E mentre la sovrastava con tutta la sua persona, lo vide allungare la sua mano verso la scollatura e tirarle la canottiera sul petto fino a scoprirlo, con un dito solo, come un artiglio. -Ti sono cresciute proprio due belle tettine!

Lo disse sarcastico, con la voce roca e bassa. L’urlo le uscì dal profondo e fu veramente potente. Non sapeva da dove le venisse tutta quell’energia. Scattò via liberandosi da quel maleficio e corse gridando e piangendo dai suoi genitori. Le parole accumulate nella angoscia di tanti mesi, le uscirono in fretta e inarrestabili come l’acqua di un fiume in piena che rompe gli argini con l’ultima goccia, allaga tutto e va libera dove vuole. I genitori, capirono comunque che Dante doveva aver fatto qualcosa di gravissimo a Cristina: lo raggiunsero correndo che già era salito sulla sua vespa e gliele diedero di santa ragione, urlandogli di non farsi vedere mai più in quella casa. La bambina, esausta come se avesse sostenuto una corsa di resistenza, rimase a lungo nascosta dietro la casa, al sicuro come quando giocava a nascondino con le amiche e lei era introvabile e alla fine liberava tutti. Anche quella sera e nei giorni che seguirono, i genitori non le chiesero niente, non venne detta una parola e non ci fu neppure un gesto per consolare, rassicurare e curare la ferita. Non erano diversi con lei, ma era come se non fosse successo nulla. Li sentiva distanti, tanto che la bambina si chiedeva se avesse sbagliato qualcosa.
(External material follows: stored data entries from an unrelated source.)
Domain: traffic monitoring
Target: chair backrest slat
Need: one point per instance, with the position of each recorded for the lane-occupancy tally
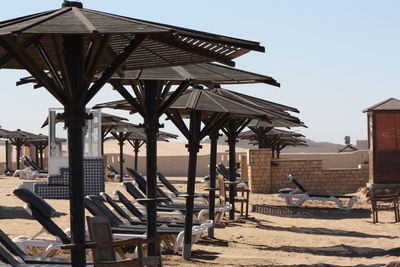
(132, 209)
(117, 208)
(10, 245)
(167, 183)
(294, 180)
(7, 258)
(100, 231)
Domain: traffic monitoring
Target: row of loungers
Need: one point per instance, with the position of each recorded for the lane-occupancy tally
(131, 219)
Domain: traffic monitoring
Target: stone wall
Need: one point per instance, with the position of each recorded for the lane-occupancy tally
(269, 178)
(259, 169)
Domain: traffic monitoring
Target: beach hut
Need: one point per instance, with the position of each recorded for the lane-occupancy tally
(208, 74)
(384, 141)
(74, 44)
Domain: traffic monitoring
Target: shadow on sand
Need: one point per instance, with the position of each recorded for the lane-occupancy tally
(336, 251)
(321, 231)
(315, 213)
(204, 255)
(206, 241)
(328, 265)
(19, 213)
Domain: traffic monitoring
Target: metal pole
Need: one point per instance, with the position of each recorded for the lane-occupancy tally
(7, 158)
(232, 167)
(75, 121)
(193, 148)
(136, 144)
(151, 124)
(121, 156)
(77, 211)
(41, 158)
(18, 148)
(213, 164)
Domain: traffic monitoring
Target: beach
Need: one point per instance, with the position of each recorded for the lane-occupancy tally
(315, 234)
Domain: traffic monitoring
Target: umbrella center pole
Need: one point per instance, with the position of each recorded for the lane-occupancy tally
(121, 157)
(232, 174)
(75, 122)
(193, 148)
(213, 163)
(151, 125)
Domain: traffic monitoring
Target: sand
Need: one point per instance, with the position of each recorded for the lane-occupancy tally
(314, 235)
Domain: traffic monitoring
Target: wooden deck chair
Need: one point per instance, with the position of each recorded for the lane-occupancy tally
(290, 196)
(106, 249)
(382, 200)
(243, 200)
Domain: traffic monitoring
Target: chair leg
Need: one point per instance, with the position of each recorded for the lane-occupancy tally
(247, 204)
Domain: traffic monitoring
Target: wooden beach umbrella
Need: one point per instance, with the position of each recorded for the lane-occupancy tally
(275, 139)
(19, 138)
(207, 74)
(136, 137)
(201, 106)
(108, 121)
(233, 127)
(261, 130)
(2, 133)
(64, 49)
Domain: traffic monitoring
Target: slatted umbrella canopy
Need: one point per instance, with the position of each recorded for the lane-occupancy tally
(64, 49)
(211, 109)
(108, 122)
(275, 139)
(19, 138)
(136, 137)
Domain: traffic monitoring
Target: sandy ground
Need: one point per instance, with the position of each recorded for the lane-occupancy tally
(314, 235)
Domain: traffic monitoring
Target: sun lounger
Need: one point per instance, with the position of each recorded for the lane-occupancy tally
(295, 199)
(43, 213)
(168, 202)
(17, 252)
(174, 190)
(9, 259)
(27, 161)
(172, 237)
(141, 217)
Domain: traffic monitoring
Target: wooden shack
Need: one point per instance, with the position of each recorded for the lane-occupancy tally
(384, 142)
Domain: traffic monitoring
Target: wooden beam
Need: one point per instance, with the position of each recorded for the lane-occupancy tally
(176, 118)
(172, 98)
(58, 48)
(94, 56)
(25, 44)
(117, 62)
(50, 66)
(128, 97)
(209, 55)
(30, 65)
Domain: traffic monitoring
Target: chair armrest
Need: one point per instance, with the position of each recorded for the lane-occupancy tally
(239, 189)
(89, 244)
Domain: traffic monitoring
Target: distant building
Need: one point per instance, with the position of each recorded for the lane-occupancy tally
(362, 144)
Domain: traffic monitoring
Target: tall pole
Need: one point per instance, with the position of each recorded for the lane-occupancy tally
(136, 145)
(7, 158)
(75, 121)
(213, 164)
(121, 156)
(151, 124)
(193, 148)
(232, 166)
(18, 148)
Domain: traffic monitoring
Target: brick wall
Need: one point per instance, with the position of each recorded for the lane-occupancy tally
(309, 172)
(259, 168)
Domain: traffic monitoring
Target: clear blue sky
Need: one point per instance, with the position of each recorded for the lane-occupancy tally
(333, 58)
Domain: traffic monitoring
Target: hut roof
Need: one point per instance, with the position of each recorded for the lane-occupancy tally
(388, 104)
(164, 45)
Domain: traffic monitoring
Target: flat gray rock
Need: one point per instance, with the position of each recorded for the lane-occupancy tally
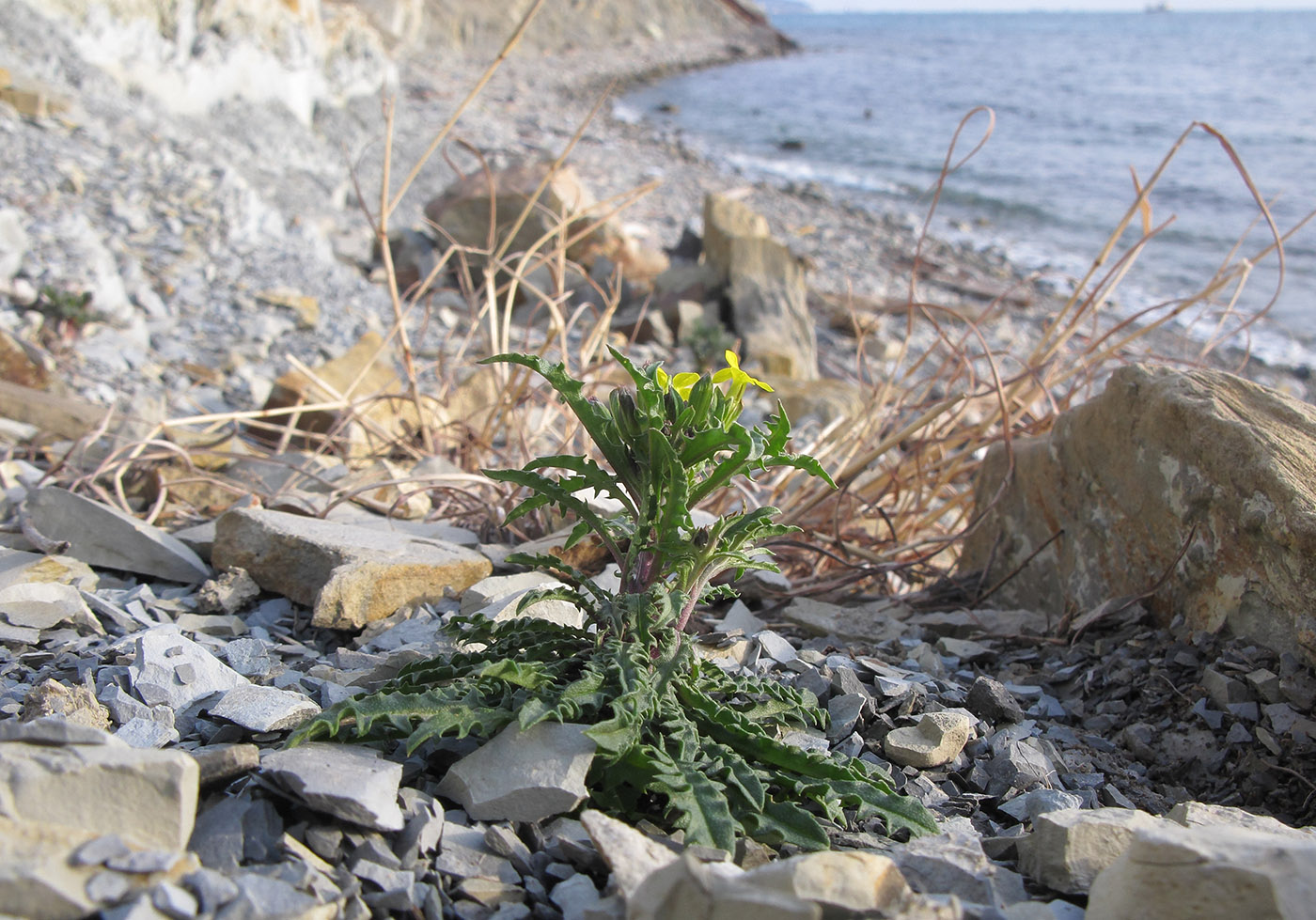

– Mamma perché non mi chiami più stellina? Mi piaceva tanto quando mi chiamavi così…

La mamma non rispondeva, non sapeva quando era successo che aveva smesso di chiamare la sua bambina stellina. Rimaneva pensierosa e attonita, come qualcuno che si accorge di aver perso qualcosa di prezioso ma non sa più quando e dove.